Post by nurnobi85 on Feb 11, 2024 22:43:35 GMT -8
Involved in the operation have a share equal to or equivalent to 20% of the relevant market reached, notification will be mandatory, regardless of the revenue value. To reinforce the correctness of the exegesis that the revenue to be sized must take into account exclusively the national territory, it is worth mentioning that the majority of operations analyzed by CADE involving companies that have revenues of less than R$400,000,000.00 in Brazil did not present any impact significant in the national territory. In fact, it is quite symptomatic that SEAE's opinions have provided that mergers carried out outside the national territory, whose applicants have gross revenues globally considered to be greater than.
But revenues in the national territory less than that amount, in addition with a share of less than 20% in a relevant national market, in no way are or could be considered harmful to competition, due to the insignificance of their share and revenue in the national territory.

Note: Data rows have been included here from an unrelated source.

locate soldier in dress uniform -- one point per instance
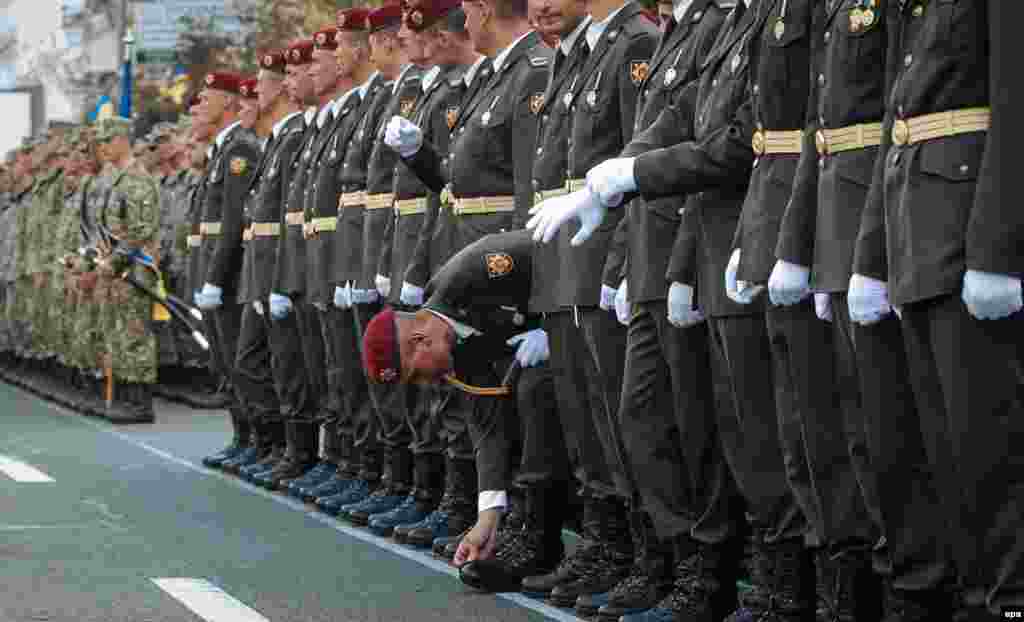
(588, 342)
(296, 400)
(485, 182)
(441, 447)
(936, 244)
(231, 164)
(667, 391)
(815, 253)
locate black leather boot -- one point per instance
(535, 550)
(240, 440)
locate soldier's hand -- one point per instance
(383, 285)
(612, 178)
(739, 291)
(990, 296)
(607, 297)
(550, 215)
(411, 294)
(480, 542)
(531, 347)
(623, 303)
(822, 306)
(867, 299)
(403, 136)
(788, 283)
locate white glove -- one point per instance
(683, 312)
(867, 299)
(612, 178)
(607, 297)
(280, 306)
(532, 347)
(623, 303)
(403, 136)
(822, 306)
(211, 296)
(550, 215)
(739, 291)
(411, 294)
(788, 284)
(343, 296)
(383, 285)
(990, 296)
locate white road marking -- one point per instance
(19, 471)
(209, 602)
(412, 554)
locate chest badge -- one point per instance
(499, 264)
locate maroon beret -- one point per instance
(272, 60)
(223, 81)
(353, 19)
(380, 348)
(385, 16)
(248, 88)
(300, 52)
(326, 38)
(428, 12)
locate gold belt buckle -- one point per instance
(901, 132)
(759, 142)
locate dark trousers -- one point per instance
(583, 407)
(390, 406)
(905, 483)
(751, 430)
(287, 366)
(222, 332)
(348, 397)
(670, 429)
(253, 373)
(313, 361)
(967, 376)
(823, 442)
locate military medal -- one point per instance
(779, 30)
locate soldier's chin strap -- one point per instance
(508, 383)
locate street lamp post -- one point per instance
(126, 75)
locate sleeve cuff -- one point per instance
(492, 499)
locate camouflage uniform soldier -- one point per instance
(131, 212)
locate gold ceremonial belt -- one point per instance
(410, 207)
(382, 201)
(489, 391)
(352, 199)
(940, 125)
(847, 138)
(777, 141)
(483, 205)
(209, 229)
(320, 224)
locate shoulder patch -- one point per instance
(239, 166)
(639, 71)
(499, 264)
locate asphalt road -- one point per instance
(131, 528)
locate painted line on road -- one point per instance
(22, 472)
(209, 602)
(412, 554)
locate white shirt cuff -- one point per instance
(492, 499)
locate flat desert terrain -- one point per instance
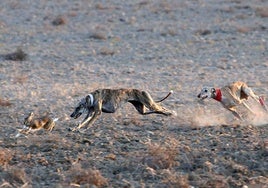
(53, 53)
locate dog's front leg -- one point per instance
(237, 115)
(86, 119)
(97, 113)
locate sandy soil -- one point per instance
(74, 47)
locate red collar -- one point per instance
(218, 96)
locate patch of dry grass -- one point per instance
(5, 156)
(18, 55)
(14, 177)
(59, 20)
(161, 156)
(4, 102)
(79, 176)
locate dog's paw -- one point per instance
(174, 113)
(72, 129)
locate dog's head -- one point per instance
(207, 92)
(28, 119)
(84, 105)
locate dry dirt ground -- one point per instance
(68, 48)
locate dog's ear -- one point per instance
(88, 100)
(213, 91)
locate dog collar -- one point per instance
(218, 96)
(91, 99)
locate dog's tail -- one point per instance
(170, 92)
(55, 119)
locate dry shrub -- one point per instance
(174, 179)
(59, 20)
(107, 51)
(262, 11)
(5, 156)
(4, 102)
(161, 156)
(79, 176)
(18, 55)
(16, 177)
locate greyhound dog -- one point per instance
(231, 96)
(109, 100)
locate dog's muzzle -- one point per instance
(75, 115)
(202, 97)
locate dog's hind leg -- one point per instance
(237, 115)
(138, 105)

Furthermore, it should be noted that, of the total number of concentration acts approved with some restriction by the CADE Council in Dubai Email List the last three years [2002, 2003 and 2004], only in one of them [out of a total of 67], the applicants had gross revenue in national territory and share in a relevant national market of less than R$400 million and 20%, respectively. However, the condition imposed on the approval of the operation referred.
To the mere reduction of the contractual non-competition clause to 5 years, an effective determination regardless of the effects of the operation on the competitive environment. Thus, it is possible to state that in all operations that were restricted because they produced anti-competitive effects, the revenue of companies in Brazil was equal to or greater than R$400 million, or there was market concentration above 20%. In other words, during the period analyzed, there was never any anti-competitive impact of operations between companies with revenues of less than R$400 million in Brazilian territory or that concentrated less than 20% of the relevant market involved. Consequently.
But revenues in the national territory less than that amount, in addition with a share of less than 20% in a relevant national market, in no way are or could be considered harmful to competition, due to the insignificance of their share and revenue in the national territory. Furthermore, it should be noted that, of the total number of concentration acts approved with some restriction by the CADE Council in Dubai Email List the last three years [2002, 2003 and 2004], only in one of them [out of a total of 67], the applicants had gross revenue in national territory and share in a relevant national market of less than R$400 million and 20%, respectively. However, the condition imposed on the approval of the operation referred.
To the mere reduction of the contractual non-competition clause to 5 years, an effective determination regardless of the effects of the operation on the competitive environment. Thus, it is possible to state that in all operations that were restricted because they produced anti-competitive effects, the revenue of companies in Brazil was equal to or greater than R$400 million, or there was market concentration above 20%. In other words, during the period analyzed, there was never any anti-competitive impact of operations between companies with revenues of less than R$400 million in Brazilian territory or that concentrated less than 20% of the relevant market involved. Consequently.